Finalità: allineare la valorizzazione delle cripto nell’ambito dell’IVCRA, dell’imposta di bollo e del monitoraggio fiscale (quadro RW) ancorandolo a dati oggettivi (il costo di acquisto) più facilmente riscontrabile sia dagli operatori che dalle autorità preposte ai controlli e non a dati (“valori di mercato”), utilizzabili in linea di principio per attività negoziate in mercati regolamentati, ma non per le cripto-attività i cui valori sono estremamente fluttuanti anche nell’arco di una stessa giornata oltre che nel corso dell’anno, nonché diversi a seconda delle piattaforme di riferimento utilizzate per ricavarne la “quotazione”, quando disponibili.
6. Tematica: Territorialità.
Paragrafo della circolare: 5
Osservazione: Necessità di delineare la definizione anche in coerenza con il CARF e la DAC 8
Contributo: La circolare precisa che nei confronti dei soggetti non residenti si considerano prodotti nel territorio dello Stato ai sensi dell’articolo 23, comma 1, lettera f), Tuir i redditi diversi derivanti dalle cripto-attività che si trovano in Italia. Pertanto, nei confronti dei soggetti non residenti sono imponibili in Italia i redditi diversi derivanti dal rimborso, cessione a titolo oneroso, permuta o detenzione delle cripto-attività attraverso i prestatori di servizi relativi all’utilizzo di valuta virtuale di cui all’articolo 3, comma 5, lettera i), del decreto legislativo n. 231 del 2007 e i prestatori di servizi di portafoglio digitale di cui alla successiva lettera i-bis) residenti in Italia, come individuati dall’articolo 1, comma 2, lettere b) e c), del d.m. 13 gennaio 2022, nonché quelle derivanti da cripto-attività archiviate su eventuali supporti informatici (quali ad esempio chiavette USB) detenute in Italia.

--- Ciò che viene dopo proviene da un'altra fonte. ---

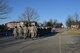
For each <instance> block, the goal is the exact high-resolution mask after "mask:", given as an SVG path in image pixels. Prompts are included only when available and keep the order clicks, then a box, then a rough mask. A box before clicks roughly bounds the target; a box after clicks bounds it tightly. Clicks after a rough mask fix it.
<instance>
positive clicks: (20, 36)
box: [18, 26, 22, 38]
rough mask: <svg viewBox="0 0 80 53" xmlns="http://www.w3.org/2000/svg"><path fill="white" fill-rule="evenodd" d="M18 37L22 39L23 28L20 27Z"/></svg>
mask: <svg viewBox="0 0 80 53" xmlns="http://www.w3.org/2000/svg"><path fill="white" fill-rule="evenodd" d="M18 35H19V38H21V37H22V28H21V26H18Z"/></svg>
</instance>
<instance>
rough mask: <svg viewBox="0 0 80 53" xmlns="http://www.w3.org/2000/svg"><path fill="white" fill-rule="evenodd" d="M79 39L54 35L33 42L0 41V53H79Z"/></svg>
mask: <svg viewBox="0 0 80 53" xmlns="http://www.w3.org/2000/svg"><path fill="white" fill-rule="evenodd" d="M79 37H80V36H71V35H63V34H56V35H54V36H49V37H45V38H36V39H35V40H32V39H26V40H24V39H18V40H14V39H13V38H9V39H6V38H5V39H4V40H3V39H0V53H80V43H79V41H80V38H79ZM5 40H6V41H5ZM2 41H3V42H2Z"/></svg>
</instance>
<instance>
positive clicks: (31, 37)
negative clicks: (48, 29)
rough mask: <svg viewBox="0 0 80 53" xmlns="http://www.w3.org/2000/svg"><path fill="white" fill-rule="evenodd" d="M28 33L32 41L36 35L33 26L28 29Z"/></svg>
mask: <svg viewBox="0 0 80 53" xmlns="http://www.w3.org/2000/svg"><path fill="white" fill-rule="evenodd" d="M29 33H30V35H31V38H32V39H34V38H35V37H36V35H37V28H36V27H35V26H33V25H32V26H31V27H29Z"/></svg>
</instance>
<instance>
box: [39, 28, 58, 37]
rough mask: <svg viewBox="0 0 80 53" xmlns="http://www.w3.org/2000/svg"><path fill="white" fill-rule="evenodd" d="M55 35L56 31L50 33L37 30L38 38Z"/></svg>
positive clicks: (45, 31)
mask: <svg viewBox="0 0 80 53" xmlns="http://www.w3.org/2000/svg"><path fill="white" fill-rule="evenodd" d="M57 33H58V32H56V31H53V32H51V29H38V37H49V36H55V34H57Z"/></svg>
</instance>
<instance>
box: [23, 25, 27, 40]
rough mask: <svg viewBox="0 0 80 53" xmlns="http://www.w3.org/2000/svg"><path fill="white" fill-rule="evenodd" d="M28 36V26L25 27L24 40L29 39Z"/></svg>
mask: <svg viewBox="0 0 80 53" xmlns="http://www.w3.org/2000/svg"><path fill="white" fill-rule="evenodd" d="M27 35H28V28H27V27H26V26H23V36H24V39H25V38H26V37H27Z"/></svg>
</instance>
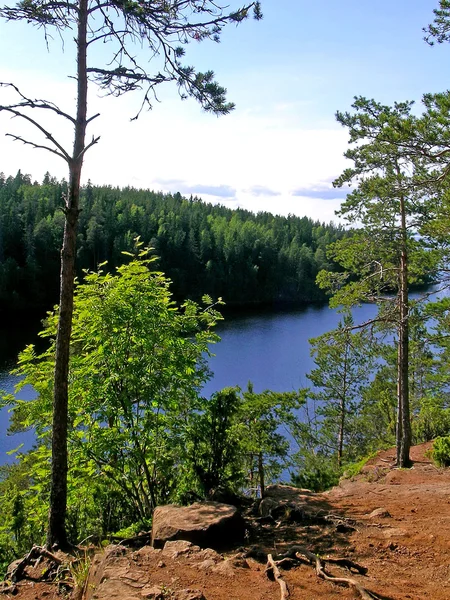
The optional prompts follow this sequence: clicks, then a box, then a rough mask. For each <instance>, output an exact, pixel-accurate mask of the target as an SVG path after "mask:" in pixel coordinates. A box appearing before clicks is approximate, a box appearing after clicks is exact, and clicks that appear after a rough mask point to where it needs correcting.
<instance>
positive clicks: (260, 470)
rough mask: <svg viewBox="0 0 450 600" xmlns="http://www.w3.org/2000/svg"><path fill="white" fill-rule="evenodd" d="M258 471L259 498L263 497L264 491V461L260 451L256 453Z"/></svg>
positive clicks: (264, 491) (265, 488)
mask: <svg viewBox="0 0 450 600" xmlns="http://www.w3.org/2000/svg"><path fill="white" fill-rule="evenodd" d="M258 473H259V488H260V492H261V498H264V492H265V491H266V485H265V482H264V462H263V455H262V452H259V454H258Z"/></svg>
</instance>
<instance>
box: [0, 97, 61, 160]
mask: <svg viewBox="0 0 450 600" xmlns="http://www.w3.org/2000/svg"><path fill="white" fill-rule="evenodd" d="M1 111H6V112H9V113H11V114H12V115H13V116H14V117H19V118H21V119H25V121H28V123H31V125H34V127H36V128H37V129H39V131H40V132H41V133H42V134H44V136H45V137H46V138H47V139H48V140H49V141H50V142H52V144H54V145H55V146H56V148H57V149H58V150H53V149H50V148H46V149H47V150H50V152H52V153H53V154H56V155H57V156H60V157H61V158H62V159H63V160H65V161H66V162H68V161H69V160H70V156H69V154H68V152H66V151H65V150H64V148H63V147H62V146H61V144H60V143H59V142H57V141H56V139H55V138H54V137H53V135H52V134H51V133H50V132H49V131H47V130H46V129H45V128H44V127H42V125H40V124H39V123H38V122H37V121H35V120H34V119H32V118H31V117H29V116H28V115H26V114H24V113H22V112H21V111H19V110H16V109H15V108H11V107H10V106H1V105H0V112H1ZM7 135H11V134H7ZM13 137H14V136H13ZM20 140H21V141H22V142H24V143H28V144H30V145H31V146H34V147H38V145H37V144H35V143H33V142H26V141H25V140H23V139H21V138H20Z"/></svg>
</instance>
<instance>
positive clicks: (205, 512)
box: [152, 502, 245, 549]
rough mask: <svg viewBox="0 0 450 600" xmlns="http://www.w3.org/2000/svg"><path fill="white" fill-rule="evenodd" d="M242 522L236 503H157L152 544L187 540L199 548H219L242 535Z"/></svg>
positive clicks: (244, 530) (242, 534) (163, 543)
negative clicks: (179, 503)
mask: <svg viewBox="0 0 450 600" xmlns="http://www.w3.org/2000/svg"><path fill="white" fill-rule="evenodd" d="M244 533H245V522H244V519H243V518H242V517H241V515H240V514H239V513H238V511H237V509H236V507H235V506H231V505H229V504H221V503H219V502H202V503H199V502H197V503H195V504H192V505H191V506H177V505H175V504H169V505H167V506H158V507H157V508H156V509H155V512H154V513H153V529H152V545H153V547H154V548H162V547H163V546H164V544H165V543H166V542H167V541H172V540H186V541H188V542H192V543H193V544H197V545H198V546H200V547H201V548H215V549H222V548H224V547H227V546H230V545H231V544H234V543H240V542H241V541H242V540H243V538H244Z"/></svg>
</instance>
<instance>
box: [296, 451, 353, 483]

Ritenendo che per “cripto-attività archiviate su eventuali supporti informatici” (quali ad esempio chiavette USB) si intenda quelle archiviate in portafogli digitali non associati a prestatori di servizi di portafoglio digitale, il concetto di territorialità dovrebbe essere reso coerente con le procedure di scambio d’informazioni previste dal Crypto-asset Reporting Framework OCSE e la DAC 8.
In particolare, con il fatto che sia in base Reporting Crypto asset Service Providers sia in base alla DAC 8 i fornitori di servizi in cripto-attività devono comunicare i trasferimenti fatti dal cliente verso portafogli virtuali non associati con fornitori di servizi digitali o istituzioni finanziarie [Parte I, Sezione II, A.3.(i)].
Consegue che, nel momento in cui le cripto attività vengono trasferite da un portafoglio digitale detenuto per il tramite di un fornitore di servizi di portafoglio digitale ad un portafoglio non detenuto per il tramite di un tale prestatore di servizi, il trasferimento viene comunicato alle autorità competenti perché le cripto-attività cessano di essere custodite attraverso il circuito dei fornitori di servizi di portafoglio digitale e quindi escono dal sistema in cui opera lo scambio di informazioni. In questo caso le cripto attività dovrebbero essere considerate non detenute in Italia esattamente come nel caso in cui siano custodite in wallet associati a prestatori di servizi di portafoglio digitale non residenti in Italia. Il luogo di detenzione della chiavetta (che può anche essere un foglio di carta, un cellulare, un computer; ma la chiave privata, in via del tutto teorica, potrebbe essere anche tenuta a mente) non pare rilevante, oltre che difficile da dimostrare.
Tutte le cripto-attività detenute in portafogli digitali non associati ai fornitori di servizi di portafoglio digitale residenti in Italia dovrebbero essere considerate, quindi, detenute all’estero.
Finalità: Rendere il confine fra attività detenute in Italia e detenute all’estero il più possibile “oggettivo”.